Both are created in the reaction. They do not "come from something", and they are not there before the pair production occurs. The charge of electrons and nucleons in an atom are not directly related to this. You need the nucleus (or some other charged object) for energy/momentum-conservation, but that is a technical detail here.
 
  • #3
A positron is an electron's antimatter counterpart. It has the same mass as an electron but a positive charge. As you are no doubt aware, when you combine matter and antimatter in equal amounts it results in complete annihilation. The only product of such a reaction is a high energy photon. (Actually, I think there's more to it than this, but let's leave it simple.)

If you filmed it, you'd see two particles e- and e+ come together, and one photon leave.

Now, simply play the film backwards.

You'll see a high energy photon enter and spontaneously split into an electron and a positron.
 
  • #4
Perhaps I'm not asking the question correctly. Consider an electrical circuit that produces an electromagnetic wave/particle stream.
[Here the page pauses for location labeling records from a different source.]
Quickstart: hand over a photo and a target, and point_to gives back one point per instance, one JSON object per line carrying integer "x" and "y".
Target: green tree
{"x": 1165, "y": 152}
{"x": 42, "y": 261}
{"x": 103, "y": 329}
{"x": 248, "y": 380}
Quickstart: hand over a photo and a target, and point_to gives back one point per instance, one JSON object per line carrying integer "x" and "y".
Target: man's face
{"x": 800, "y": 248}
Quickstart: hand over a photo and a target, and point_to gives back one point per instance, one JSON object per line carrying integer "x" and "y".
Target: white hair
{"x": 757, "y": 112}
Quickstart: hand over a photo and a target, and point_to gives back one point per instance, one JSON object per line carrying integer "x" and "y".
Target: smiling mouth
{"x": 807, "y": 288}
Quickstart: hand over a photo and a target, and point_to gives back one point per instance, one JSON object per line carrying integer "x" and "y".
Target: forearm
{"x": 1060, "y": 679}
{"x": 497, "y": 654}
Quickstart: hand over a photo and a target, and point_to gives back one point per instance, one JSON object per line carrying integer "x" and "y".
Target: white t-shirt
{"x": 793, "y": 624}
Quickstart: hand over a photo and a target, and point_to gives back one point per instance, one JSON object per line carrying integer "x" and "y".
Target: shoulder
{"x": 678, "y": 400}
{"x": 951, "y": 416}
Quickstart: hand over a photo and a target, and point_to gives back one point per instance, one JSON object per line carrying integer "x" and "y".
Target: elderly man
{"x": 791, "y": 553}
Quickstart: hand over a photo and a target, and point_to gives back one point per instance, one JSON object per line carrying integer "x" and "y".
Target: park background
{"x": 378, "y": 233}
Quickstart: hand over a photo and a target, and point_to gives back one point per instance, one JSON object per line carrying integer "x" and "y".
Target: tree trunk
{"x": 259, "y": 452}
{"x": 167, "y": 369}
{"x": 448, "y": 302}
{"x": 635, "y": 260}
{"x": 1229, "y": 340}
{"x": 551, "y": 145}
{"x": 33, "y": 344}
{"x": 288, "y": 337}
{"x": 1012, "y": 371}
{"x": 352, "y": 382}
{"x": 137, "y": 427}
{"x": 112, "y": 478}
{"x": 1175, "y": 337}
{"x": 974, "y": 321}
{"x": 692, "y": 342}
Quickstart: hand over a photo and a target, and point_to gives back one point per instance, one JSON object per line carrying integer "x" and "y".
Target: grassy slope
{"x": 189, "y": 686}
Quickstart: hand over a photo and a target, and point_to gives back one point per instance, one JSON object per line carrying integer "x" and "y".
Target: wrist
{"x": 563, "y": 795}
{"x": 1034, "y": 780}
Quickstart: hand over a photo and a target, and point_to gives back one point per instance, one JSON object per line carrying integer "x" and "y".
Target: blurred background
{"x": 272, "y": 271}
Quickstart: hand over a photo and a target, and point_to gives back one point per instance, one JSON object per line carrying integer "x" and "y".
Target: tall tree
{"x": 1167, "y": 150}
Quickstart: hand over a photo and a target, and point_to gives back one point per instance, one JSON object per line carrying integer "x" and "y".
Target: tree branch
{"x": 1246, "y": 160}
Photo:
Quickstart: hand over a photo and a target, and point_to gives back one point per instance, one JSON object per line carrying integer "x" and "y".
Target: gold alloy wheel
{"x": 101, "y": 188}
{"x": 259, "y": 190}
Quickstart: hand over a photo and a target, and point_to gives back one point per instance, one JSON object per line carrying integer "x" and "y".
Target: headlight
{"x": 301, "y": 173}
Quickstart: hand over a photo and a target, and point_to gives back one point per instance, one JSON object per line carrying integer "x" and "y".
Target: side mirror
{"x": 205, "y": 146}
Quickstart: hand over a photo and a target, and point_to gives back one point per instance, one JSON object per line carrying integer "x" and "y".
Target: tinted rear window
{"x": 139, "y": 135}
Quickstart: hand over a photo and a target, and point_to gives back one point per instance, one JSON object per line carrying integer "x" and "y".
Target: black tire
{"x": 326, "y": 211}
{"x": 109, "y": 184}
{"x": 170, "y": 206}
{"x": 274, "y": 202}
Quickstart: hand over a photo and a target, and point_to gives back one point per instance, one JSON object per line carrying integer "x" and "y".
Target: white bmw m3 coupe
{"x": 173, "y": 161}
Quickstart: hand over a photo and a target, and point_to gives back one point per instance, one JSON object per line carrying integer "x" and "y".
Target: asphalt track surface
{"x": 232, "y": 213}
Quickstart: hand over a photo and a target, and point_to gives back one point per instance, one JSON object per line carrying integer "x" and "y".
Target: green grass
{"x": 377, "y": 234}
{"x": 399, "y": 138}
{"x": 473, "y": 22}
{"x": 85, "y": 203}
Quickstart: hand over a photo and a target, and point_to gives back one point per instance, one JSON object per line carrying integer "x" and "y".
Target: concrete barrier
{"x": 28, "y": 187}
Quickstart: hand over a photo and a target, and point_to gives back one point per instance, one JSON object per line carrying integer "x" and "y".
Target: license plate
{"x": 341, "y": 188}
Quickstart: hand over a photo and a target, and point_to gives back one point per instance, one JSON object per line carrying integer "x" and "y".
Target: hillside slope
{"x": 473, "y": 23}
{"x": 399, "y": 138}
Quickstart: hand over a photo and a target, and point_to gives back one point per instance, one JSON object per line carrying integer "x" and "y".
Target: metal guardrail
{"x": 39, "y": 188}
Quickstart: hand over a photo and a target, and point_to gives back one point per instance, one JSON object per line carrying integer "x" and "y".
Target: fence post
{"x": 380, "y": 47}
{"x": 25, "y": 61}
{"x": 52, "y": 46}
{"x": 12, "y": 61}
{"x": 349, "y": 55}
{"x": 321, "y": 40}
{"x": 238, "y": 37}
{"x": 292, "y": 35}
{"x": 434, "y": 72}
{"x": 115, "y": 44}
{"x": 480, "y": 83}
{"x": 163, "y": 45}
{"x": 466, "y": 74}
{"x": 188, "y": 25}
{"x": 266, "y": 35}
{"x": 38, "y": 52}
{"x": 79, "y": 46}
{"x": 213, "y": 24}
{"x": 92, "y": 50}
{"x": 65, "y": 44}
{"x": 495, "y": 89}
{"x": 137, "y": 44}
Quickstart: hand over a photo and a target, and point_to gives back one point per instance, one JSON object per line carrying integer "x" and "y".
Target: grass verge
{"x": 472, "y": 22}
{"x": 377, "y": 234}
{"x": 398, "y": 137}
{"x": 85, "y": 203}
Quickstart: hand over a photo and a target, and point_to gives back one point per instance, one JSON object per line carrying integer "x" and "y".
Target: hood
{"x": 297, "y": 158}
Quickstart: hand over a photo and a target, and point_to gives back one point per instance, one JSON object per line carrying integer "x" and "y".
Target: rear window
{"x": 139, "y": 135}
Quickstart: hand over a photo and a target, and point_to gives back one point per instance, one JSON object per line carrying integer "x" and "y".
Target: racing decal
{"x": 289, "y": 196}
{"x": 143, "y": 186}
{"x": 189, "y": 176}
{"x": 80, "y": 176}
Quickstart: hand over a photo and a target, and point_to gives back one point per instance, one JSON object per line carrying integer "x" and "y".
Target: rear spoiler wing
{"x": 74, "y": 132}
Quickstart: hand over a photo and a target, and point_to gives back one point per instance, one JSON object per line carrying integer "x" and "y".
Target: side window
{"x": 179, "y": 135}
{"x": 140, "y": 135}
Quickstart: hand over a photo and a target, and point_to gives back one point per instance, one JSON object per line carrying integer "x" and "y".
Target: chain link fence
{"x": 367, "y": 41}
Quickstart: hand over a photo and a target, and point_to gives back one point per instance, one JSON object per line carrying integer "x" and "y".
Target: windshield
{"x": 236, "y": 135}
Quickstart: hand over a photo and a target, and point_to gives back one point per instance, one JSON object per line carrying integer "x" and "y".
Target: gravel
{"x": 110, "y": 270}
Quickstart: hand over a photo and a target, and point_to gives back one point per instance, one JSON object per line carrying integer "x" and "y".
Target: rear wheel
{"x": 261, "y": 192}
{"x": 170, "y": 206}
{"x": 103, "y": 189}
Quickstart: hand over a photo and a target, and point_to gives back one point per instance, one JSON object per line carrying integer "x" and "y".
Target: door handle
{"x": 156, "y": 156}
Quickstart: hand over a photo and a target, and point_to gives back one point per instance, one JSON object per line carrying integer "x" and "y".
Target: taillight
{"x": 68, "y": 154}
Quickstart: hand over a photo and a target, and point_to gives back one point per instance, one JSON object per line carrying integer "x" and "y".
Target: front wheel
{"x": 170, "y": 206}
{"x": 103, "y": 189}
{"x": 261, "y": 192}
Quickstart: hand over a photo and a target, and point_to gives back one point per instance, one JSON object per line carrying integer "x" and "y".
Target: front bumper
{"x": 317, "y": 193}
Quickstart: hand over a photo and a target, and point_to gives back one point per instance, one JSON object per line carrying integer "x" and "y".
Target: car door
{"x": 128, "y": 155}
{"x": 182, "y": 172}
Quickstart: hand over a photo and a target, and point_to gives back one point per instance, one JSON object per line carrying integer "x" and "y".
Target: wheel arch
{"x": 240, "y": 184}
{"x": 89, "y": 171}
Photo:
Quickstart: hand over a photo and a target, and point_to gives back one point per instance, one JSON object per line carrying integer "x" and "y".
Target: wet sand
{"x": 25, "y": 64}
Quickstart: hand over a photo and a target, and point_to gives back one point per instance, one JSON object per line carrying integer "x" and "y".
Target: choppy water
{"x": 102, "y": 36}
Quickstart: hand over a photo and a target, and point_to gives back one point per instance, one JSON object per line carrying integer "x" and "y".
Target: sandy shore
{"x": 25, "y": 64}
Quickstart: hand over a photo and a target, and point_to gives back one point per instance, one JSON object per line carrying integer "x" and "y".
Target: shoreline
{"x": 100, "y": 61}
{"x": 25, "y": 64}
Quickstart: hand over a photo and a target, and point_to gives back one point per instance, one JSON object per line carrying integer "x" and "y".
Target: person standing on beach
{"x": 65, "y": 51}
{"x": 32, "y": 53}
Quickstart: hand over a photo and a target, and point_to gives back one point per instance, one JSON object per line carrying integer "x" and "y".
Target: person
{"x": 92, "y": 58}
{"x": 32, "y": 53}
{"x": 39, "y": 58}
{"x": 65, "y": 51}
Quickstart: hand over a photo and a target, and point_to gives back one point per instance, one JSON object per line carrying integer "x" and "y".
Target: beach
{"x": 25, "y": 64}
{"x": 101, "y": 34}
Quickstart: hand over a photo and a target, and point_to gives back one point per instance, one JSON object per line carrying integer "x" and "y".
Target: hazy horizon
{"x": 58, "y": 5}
The electrons are contributed by the current source for the circuit, right? My question is if an equal number of positrons are required to produce the EM field which consists of photons, comprised of an electron and a positron, from where in the circuit do the positrons come? All I see are atoms, electrons, protons neutrons. Conservation of charge seems to indicate that the protons balance the charge of the electrons. So I see an injection of positively charged particles coming from somewhere, but I just don't understand where.
 
  • #5
Electrons, neutrons, and protons are far from being the whole story. The Standard Model is filled with a whole zoo of dozens and dozens of different particles.
 
  • #6
I realize that, I'm really interested in an answer to my question.
 
  • #7
pvinventor said:
I realize that, I'm really interested in an answer to my question.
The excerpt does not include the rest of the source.